If you know the baseline patterns for basic performance monitor counters (e.g. CPU, memory and disk latency), database connections and activity, then these items can be quickly checked when performance suddenly tanks. By being able to retrieve data quickly via a stored script, a DBA can immediately check current performance against “normal” performance from the baseline. Finally, for DBAs that manage numerous instances, this information can be useful when talking to management about trends in system usage, installation outliers and budgeting.
Once you know the basic settings and system usage, then you can move on to capturing baselines for File and Database growth. One of the main jobs of a DBA is to keep the system available, so it is important to avoid the quickest way to take down a database, which is by running out of space. This is best done by capturing current file and drive sizes, and calculating data-growth trends: by doing so, it also becomes easier to plan for requests for additional space or data migrations. If you track the growth in table sizes in your busiest databases, you can then relay this information back to business to help them so as to understand how applications are utilized.
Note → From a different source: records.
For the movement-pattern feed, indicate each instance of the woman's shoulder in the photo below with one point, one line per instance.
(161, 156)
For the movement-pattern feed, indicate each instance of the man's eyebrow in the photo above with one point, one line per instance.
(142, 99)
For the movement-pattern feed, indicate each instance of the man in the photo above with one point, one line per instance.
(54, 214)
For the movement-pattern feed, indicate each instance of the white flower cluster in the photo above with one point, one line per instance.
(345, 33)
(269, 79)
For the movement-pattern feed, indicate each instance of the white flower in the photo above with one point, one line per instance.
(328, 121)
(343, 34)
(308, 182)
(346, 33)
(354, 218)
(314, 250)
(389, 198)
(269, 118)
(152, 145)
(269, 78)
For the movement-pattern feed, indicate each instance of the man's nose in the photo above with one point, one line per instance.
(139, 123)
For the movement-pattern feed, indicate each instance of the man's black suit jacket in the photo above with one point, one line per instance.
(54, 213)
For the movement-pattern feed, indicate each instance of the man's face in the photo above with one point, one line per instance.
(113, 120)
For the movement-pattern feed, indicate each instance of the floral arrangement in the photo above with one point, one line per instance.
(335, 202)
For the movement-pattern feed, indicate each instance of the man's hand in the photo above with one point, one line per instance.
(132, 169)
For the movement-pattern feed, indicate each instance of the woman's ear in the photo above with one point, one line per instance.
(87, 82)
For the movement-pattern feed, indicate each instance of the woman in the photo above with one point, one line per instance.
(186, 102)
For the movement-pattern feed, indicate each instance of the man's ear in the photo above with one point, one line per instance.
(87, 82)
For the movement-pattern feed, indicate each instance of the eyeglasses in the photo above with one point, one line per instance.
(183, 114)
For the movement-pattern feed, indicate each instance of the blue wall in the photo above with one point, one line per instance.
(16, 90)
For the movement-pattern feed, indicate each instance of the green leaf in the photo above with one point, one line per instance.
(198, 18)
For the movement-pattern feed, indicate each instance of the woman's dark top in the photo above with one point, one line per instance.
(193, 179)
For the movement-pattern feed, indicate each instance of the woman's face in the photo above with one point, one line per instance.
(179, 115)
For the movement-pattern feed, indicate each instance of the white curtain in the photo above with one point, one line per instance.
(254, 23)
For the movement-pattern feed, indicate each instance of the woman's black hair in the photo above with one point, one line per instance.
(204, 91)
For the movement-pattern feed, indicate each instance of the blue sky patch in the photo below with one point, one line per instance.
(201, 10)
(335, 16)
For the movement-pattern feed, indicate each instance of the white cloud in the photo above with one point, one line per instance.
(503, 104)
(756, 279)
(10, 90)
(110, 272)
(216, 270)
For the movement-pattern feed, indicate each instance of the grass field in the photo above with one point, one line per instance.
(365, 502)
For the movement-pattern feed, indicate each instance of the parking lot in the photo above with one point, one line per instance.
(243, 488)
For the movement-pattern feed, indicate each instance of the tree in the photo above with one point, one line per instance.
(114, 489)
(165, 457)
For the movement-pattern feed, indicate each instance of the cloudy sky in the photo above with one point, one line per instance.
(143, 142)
Finally, in addition to understanding the normal values for CPU, I/O and memory, it’s important to look at a database server’s wait statistics. Every SQL Server instance will have waits, and while this information can be used for tuning, it’s essential to know the normal waits so they can be used for comparison when needed.
When to Capture
Once you have decided what data you want, you must decide how often you will take samples. Too much data and you might be asking your storage administrator for your own LUN on the SAN, too little and you won’t have a good understanding of what’s really going on with your databases. Frequency ultimately depends on the data itself: performance counters could be sampled every 15 seconds, but you wouldn’t capture transaction log file size at the same interval.
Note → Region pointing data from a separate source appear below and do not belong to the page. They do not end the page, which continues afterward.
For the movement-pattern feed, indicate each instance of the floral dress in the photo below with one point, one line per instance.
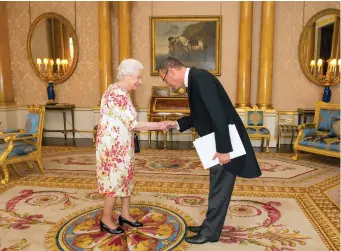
(115, 143)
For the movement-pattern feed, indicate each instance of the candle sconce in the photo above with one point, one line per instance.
(52, 48)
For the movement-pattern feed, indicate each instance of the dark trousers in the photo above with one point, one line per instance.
(221, 187)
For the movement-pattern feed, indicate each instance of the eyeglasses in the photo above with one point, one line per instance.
(164, 78)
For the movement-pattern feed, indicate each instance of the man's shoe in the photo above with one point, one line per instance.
(195, 229)
(198, 239)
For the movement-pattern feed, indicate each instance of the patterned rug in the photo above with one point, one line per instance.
(294, 206)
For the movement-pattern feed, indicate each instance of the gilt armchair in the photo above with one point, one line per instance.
(322, 136)
(23, 145)
(255, 125)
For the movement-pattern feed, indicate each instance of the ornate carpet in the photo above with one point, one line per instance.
(293, 206)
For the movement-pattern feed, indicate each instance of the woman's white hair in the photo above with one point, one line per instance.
(128, 67)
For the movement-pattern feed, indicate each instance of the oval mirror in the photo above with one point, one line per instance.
(319, 48)
(52, 47)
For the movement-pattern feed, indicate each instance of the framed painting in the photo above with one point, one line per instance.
(194, 40)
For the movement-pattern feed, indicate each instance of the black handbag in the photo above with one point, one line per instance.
(136, 143)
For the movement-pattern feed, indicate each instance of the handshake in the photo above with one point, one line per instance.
(166, 125)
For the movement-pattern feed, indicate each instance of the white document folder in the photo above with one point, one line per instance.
(206, 147)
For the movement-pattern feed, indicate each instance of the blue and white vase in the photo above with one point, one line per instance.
(50, 93)
(327, 93)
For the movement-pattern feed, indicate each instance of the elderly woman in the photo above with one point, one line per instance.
(115, 145)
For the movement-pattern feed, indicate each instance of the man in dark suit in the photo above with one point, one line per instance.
(211, 111)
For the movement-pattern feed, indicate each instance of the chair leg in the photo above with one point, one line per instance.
(6, 175)
(295, 156)
(279, 140)
(16, 170)
(149, 138)
(164, 140)
(292, 137)
(29, 163)
(267, 144)
(40, 165)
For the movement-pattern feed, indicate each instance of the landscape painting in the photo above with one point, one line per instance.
(195, 41)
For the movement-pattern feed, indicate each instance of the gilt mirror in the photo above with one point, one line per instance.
(52, 47)
(319, 48)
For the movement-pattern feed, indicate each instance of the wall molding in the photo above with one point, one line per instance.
(13, 116)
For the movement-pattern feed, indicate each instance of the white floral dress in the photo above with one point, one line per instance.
(115, 144)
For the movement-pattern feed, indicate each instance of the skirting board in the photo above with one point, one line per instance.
(87, 118)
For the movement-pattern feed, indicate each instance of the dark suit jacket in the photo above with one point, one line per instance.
(212, 111)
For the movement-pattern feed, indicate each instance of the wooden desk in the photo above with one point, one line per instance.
(305, 112)
(164, 106)
(64, 108)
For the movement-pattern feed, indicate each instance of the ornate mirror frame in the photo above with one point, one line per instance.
(303, 38)
(72, 31)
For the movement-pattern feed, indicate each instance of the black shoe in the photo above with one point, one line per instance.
(199, 239)
(105, 228)
(121, 221)
(195, 229)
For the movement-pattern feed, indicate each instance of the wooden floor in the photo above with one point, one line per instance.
(176, 145)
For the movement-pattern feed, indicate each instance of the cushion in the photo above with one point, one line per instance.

In addition, you need to establish whether you want to look at data that represents your busiest time period, normal business hours, or everything. You also have to determine how long you will keep the data. Is it necessary to keep data for six months, or one year? Perhaps three months of data is sufficient. The variations are limitless, and only you know what represents your business and what you can manage. Again, start simple. It is relatively straight-forward to capture data only during business hours and keep only the last three months' metrics for comparison; from there you can establish patterns and expand.
Where to Store the Data
In my experience, it is best to create a separate database in which to store all your baseline information, which is located on a production instance. You will need a share on the server to which data from all production servers can be copied and then stored in the baseline database. This database, and any scripts used to capture, migrate, store, and view data should be backed up regularly; the information can become essential to your daily job.
Your Next Step
This article in the first in a series of four that are related to capturing baseline data. The next three articles will step through the process for obtaining the sets of data defined above, and will include the scripts to do so. Your first task is to find an instance where you can host a baseline database and create the database. Your second task is to commit to capturing this data. It’s time to act, not react. Who’s with me?